NEW YORK, March 19 (Xinhua) -- U.S. stocks closed mixed in volatile trading on Tuesday, with the Dow Jones Industrial Average index managing to close in positive territory amid uncertainties in Cyprus after its parliament rejected a proposed tax on bank deposits.
The blue-chip index edged up 3.76 points, or 0.03 percent, to 14,455.82. The broader Standard & Poor's 500-stock Index shed 3.76 points, or 0.24 percent, to 1,548.34. The tech-heavy Nasdaq Composite Index slid 8.49 points, or 0.26 percent, to 3,229.10.
The main stock indices opened higher, bouncing back from a two- session drop, as U.S. building permits in February came in better than expected and investors' fears over the Cyprus crisis eased.
However, the market began to plunge sharply around midday trading, hit by concerns about a possible default for Cyprus.
The stocks rebounded gradually in the afternoon trading despite Cypriot lawmakers rejected the plan to levy on bank deposits which was the terms of a eurozone bailout deal, as investors took the dip as buying opportunities.
On the economic front, U.S. privately-owned housing starts in February were at a seasonally adjusted annual rate of 917,000, which was 0.8 percent above the revised January estimate of 910, 000 and 27.7 percent above the year-ago level, the Commerce Department said Tuesday.
Meanwhile, building permits, an indication of future demand, rose 4.6 percent from the prior month to a seasonally adjusted annual rate of 946,000 in February, the Commerce Department added.

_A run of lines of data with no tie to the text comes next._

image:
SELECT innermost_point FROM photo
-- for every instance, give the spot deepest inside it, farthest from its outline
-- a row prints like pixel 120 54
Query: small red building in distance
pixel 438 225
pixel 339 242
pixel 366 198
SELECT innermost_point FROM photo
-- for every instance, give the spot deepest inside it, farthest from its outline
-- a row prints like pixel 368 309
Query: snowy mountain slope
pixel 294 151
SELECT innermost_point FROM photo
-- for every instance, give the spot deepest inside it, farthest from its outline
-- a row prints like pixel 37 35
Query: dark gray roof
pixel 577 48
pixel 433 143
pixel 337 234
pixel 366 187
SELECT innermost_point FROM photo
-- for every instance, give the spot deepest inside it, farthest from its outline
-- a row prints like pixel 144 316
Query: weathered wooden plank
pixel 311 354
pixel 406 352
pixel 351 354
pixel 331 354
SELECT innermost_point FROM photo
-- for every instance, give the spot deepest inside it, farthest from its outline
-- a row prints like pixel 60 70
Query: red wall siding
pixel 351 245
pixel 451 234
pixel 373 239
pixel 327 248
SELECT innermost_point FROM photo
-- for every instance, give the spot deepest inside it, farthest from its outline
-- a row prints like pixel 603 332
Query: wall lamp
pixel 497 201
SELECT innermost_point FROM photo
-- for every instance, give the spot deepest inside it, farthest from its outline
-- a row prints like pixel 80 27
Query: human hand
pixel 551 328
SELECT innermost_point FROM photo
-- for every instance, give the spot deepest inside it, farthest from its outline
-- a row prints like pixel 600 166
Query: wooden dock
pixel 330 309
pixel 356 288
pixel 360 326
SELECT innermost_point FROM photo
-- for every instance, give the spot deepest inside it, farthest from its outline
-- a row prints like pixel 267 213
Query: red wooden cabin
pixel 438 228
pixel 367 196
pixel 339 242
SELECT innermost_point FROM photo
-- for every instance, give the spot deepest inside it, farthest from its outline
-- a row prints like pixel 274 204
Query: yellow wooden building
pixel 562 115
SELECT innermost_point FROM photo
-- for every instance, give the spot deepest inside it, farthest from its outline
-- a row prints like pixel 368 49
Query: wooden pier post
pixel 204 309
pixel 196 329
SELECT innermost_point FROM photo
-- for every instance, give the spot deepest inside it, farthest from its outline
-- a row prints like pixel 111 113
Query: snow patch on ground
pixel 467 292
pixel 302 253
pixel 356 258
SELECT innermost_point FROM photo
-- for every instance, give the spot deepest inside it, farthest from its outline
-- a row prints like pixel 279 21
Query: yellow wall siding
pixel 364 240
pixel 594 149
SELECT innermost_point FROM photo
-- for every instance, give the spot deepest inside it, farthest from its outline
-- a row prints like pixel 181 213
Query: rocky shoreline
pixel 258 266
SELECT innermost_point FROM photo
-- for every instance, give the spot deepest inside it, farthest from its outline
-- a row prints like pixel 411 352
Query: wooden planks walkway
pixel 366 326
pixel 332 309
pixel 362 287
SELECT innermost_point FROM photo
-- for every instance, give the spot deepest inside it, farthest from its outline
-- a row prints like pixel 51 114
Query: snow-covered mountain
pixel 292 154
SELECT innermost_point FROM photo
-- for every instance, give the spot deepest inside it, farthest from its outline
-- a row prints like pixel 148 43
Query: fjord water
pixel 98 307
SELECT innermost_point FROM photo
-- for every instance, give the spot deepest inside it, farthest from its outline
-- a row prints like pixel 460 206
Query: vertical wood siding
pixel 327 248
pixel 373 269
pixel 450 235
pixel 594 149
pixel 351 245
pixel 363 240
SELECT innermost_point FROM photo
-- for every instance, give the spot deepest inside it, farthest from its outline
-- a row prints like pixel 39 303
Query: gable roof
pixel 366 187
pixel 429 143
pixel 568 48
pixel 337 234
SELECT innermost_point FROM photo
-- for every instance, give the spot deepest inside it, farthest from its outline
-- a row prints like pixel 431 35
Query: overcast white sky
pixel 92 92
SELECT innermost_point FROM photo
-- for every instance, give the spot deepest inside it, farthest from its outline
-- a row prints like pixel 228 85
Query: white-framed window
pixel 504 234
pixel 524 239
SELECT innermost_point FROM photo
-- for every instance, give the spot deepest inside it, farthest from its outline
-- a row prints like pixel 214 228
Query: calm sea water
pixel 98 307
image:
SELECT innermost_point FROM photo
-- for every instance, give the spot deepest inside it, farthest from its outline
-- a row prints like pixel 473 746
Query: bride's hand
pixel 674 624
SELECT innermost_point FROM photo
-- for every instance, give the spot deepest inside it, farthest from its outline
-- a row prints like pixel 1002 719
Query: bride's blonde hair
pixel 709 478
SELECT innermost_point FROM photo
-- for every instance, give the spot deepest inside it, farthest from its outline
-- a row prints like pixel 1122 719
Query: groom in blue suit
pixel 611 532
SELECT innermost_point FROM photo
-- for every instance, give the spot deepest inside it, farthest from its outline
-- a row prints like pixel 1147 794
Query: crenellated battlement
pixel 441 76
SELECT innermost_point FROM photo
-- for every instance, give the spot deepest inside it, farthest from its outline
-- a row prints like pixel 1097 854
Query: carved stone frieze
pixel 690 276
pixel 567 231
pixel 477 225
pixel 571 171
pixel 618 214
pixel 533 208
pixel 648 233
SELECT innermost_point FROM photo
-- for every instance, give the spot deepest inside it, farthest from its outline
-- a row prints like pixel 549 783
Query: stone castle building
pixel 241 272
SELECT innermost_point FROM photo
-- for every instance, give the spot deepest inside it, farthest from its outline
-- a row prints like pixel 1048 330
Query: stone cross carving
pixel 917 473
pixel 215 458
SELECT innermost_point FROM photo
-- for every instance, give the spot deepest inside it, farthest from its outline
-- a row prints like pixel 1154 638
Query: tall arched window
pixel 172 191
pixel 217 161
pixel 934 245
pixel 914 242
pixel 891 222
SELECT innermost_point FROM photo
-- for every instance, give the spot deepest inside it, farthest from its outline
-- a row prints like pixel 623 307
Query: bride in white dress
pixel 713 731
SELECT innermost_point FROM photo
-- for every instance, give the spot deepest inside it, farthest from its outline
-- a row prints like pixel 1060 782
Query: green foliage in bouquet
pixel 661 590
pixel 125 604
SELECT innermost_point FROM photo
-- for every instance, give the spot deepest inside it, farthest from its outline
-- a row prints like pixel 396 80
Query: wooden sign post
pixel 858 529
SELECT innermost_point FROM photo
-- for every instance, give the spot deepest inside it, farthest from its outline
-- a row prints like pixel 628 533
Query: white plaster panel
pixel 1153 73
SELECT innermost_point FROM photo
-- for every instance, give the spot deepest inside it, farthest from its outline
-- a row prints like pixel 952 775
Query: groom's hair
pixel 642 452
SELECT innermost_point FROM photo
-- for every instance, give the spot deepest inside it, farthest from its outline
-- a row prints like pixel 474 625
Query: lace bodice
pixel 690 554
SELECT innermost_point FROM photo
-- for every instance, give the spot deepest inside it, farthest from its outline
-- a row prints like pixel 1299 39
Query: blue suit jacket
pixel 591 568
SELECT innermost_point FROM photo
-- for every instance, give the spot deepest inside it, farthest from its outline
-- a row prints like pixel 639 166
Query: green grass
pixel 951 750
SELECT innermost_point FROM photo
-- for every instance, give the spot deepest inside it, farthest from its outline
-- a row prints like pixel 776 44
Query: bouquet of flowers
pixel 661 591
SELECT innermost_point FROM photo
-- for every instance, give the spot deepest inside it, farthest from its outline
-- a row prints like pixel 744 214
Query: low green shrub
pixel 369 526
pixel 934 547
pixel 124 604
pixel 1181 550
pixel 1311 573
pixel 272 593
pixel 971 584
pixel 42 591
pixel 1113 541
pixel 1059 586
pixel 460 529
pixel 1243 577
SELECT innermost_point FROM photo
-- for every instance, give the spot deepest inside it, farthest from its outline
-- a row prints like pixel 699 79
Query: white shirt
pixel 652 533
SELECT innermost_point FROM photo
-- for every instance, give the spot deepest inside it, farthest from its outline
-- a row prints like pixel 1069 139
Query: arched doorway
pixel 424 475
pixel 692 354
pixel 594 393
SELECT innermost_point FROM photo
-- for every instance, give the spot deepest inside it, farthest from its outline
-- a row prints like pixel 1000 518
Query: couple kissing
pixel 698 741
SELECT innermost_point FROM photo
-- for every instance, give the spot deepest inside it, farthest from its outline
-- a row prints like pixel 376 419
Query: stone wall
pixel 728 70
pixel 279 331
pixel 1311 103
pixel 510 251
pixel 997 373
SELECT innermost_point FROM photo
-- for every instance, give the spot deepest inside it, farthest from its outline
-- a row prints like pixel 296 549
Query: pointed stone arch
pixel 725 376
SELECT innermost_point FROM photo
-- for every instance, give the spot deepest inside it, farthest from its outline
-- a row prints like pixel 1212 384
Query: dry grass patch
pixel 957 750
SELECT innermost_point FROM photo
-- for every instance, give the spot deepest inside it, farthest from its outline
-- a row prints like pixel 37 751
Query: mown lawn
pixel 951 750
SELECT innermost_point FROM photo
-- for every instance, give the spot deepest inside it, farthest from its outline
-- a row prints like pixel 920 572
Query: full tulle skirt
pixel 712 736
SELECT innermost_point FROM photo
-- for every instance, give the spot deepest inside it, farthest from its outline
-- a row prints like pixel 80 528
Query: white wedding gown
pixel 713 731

Shares of homebuilders reacted positively to the climbing building permits which pointed to a sustained recovery in the real estate market, with shares of KB Home and Toll Brothers gaining 2. 99 percent and 1.14 percent respectively.
Citigroup shares slipped 0.97 percent to 45.79 U.S. dollars, one day after the bank giant announced it had agreed, subject to court approval, to settle a class action lawsuit brought on behalf of investors who purchased Citigroup debt and preferred stock during the period of May 11, 2006, through Nov. 28, 2008.
Shares of Lululemon Athletica dipped 2.76 percent to 64.08 dollars after the apparel producer announced that some of its black luon pants fell short of expected quality standards and it had pulled them from its floors and website.
The market has been also eyeing the ongoing Federal Open Market Committee meeting. In light of the Cyprus crisis and a volatile global recovery, Federal Reserve Chairman Ben Bernanke is expected to continue to offer his support for massive asset purchases.